Personal information
- Full name: Stuart John Still
- Born: 14 December 1957 (age 68) Hove, Sussex, England
- Batting: Right-handed
- Bowling: Right-arm medium

Domestic team information
- 1975: Sussex

Career statistics
| Competition | First-class |
| Matches | 1 |
| Runs scored | 6 |
| Batting average | 3.00 |
| 100s/50s | –/– |
| Top score | 6 |
| Balls bowled | 60 |
| Wickets | 1 |
| Bowling average | 42.00 |
| 5 wickets in innings | – |
| 10 wickets in match | – |
| Best bowling | 1/42 |
| Catches/stumpings | –/– |
- Source: Cricinfo, 23 November 2011

= Stuart Still =

English cricketer (born 1957)

Stuart John Still (born 14 December 1957) is a former English cricketer. Still was a right-handed batsman who bowled right-arm medium pace. He was born at Hove, Sussex.

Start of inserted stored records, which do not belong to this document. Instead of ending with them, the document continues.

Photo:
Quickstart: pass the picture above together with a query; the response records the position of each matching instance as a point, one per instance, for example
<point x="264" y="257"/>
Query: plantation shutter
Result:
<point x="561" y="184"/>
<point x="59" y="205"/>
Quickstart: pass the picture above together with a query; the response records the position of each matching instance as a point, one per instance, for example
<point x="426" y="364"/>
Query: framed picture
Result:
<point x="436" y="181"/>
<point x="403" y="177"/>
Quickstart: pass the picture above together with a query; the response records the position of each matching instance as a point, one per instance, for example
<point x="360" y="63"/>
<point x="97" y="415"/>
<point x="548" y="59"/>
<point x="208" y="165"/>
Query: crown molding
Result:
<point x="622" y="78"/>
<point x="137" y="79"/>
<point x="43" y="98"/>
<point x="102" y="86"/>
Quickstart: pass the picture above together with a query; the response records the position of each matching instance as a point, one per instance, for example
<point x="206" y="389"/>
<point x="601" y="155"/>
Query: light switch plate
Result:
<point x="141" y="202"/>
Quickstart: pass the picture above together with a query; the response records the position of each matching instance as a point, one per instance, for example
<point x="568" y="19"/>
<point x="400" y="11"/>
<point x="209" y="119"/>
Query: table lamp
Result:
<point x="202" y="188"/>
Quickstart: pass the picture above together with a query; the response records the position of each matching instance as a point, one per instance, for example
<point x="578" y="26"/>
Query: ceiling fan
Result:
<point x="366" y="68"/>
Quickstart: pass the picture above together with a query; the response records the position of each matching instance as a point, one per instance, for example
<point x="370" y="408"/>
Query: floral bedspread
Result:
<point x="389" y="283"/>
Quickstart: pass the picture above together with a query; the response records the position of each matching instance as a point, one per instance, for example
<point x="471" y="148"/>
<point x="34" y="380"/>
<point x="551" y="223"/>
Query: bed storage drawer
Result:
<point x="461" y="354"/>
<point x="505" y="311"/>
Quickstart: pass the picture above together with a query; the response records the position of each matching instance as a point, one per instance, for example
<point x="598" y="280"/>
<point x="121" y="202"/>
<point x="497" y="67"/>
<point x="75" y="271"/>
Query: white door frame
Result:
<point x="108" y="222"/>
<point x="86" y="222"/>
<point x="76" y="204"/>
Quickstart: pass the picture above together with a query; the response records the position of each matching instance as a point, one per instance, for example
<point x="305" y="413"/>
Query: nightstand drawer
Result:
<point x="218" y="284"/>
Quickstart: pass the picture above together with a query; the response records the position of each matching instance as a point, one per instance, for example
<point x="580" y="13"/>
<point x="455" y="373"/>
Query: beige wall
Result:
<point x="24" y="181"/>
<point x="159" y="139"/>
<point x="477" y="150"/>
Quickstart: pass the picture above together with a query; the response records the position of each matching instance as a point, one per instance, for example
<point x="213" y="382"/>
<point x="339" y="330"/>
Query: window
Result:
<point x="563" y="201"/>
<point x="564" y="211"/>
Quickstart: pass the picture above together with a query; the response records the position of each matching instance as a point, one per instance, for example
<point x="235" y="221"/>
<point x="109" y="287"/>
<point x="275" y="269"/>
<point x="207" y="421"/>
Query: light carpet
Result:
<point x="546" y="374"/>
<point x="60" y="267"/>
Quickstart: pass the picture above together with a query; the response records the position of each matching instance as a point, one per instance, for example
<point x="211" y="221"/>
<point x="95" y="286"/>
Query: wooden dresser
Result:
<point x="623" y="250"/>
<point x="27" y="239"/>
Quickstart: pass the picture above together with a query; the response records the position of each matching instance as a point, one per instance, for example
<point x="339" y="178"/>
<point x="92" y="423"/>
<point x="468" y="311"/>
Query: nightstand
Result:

Still played three Youth Test matches for England Young Cricketers against the touring West Indies Young Cricketers in 1974. The following season he made his only first-class appearance for Sussex against Nottinghamshire at Trent Bridge. In this match, Still was dismissed for a duck in Sussex's first-innings by Harry Latchman, while in their second-innings he scored 6 runs, before being dismissed by Bob White. With the ball he took a single wicket, that of Michael Smedley for the cost of 42 runs from 10 overs. Nottinghamshire won by an innings and 15 runs. This was his only major appearance for Sussex.